Although film-maker Nicolas Vanier has based the screenplay for Belle & Sebastian on Cecile Aubry’s television series, he has chosen to set his film in World War 2 in a small Alpine village, close to the border between France and Switzerland. From the opening scene where gnarled old Cesar (Tcheky Karyo) lowers young Sebastian (Felix Bossuet) over a cliff to rescue a little lamb whose mother has been shot by a careless hunter, it is clear that the boy not only trusts his grandfather but is brave, resourceful and independent.

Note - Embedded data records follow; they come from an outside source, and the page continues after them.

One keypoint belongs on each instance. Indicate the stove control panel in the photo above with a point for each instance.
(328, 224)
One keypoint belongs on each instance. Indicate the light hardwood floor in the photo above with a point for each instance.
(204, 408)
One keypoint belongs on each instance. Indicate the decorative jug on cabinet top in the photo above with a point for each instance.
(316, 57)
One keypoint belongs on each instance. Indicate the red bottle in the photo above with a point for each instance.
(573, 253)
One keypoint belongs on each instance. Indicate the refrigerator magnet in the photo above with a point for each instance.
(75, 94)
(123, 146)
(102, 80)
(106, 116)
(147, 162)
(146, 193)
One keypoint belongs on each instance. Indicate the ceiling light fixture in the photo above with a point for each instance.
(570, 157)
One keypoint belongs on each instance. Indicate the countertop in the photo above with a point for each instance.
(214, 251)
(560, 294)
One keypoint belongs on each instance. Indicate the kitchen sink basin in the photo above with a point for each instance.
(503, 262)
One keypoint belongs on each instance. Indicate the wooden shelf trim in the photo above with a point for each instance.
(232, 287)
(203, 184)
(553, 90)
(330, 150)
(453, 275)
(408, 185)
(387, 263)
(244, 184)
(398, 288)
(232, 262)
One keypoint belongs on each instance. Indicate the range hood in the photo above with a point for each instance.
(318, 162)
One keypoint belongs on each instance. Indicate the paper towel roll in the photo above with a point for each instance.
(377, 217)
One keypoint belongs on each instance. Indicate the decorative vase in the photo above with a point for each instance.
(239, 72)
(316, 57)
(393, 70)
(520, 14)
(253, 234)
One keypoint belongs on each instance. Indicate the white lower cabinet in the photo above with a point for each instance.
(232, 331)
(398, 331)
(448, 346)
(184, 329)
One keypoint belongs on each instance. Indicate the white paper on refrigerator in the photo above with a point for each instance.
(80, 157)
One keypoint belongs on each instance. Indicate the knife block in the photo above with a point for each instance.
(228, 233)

Contrary to the villagers’ belief that a large rogue dog has been killing their sheep, Sebastian knows that the big dog is as gentle and loyal as she is beautiful. Accordingly, he names her Belle. Sebastian also knows that the local doctor (Dimitri Storoge) is secretly leading Jewish refugees across the border, a fact that comes in handy when Belle is wounded and in need of penicillin. Sebastian does not attend school but is astute enough to appreciate that formal education is necessary if he is to achieve his goals. This little message is nicely embedded in the plot, as Sebastian becomes involved in outwitting the Nazi soldiers stationed outside his village, specifically to prevent illicit border crossings. From the beautiful colours of the early summer scenes the ruggedly beautiful terrain changes through autumn to winter, becoming a carpet of deep, white snow.

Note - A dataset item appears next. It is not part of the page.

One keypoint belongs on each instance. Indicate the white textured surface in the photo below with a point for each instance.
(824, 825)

Through this snow Sebastian and Belle must lead a Jewish family to safety in neutral Switzerland. As well as the story of Sebastian and Belle, the film contains sub-plots involving Cesar, Angelina (Margaux Chatelier) and the German Lieutenant Peter (Andreas Pietschmann), all fully-developed, three-dimensional characters.
Eric Guichard’s cinematography deftly captures the beauty of the scenery and the nuanced performances of the human actors, while Laurent Charbonnier’s animal shots are amazing. Armand Amar’s score provides the perfect accompaniment to the story throughout.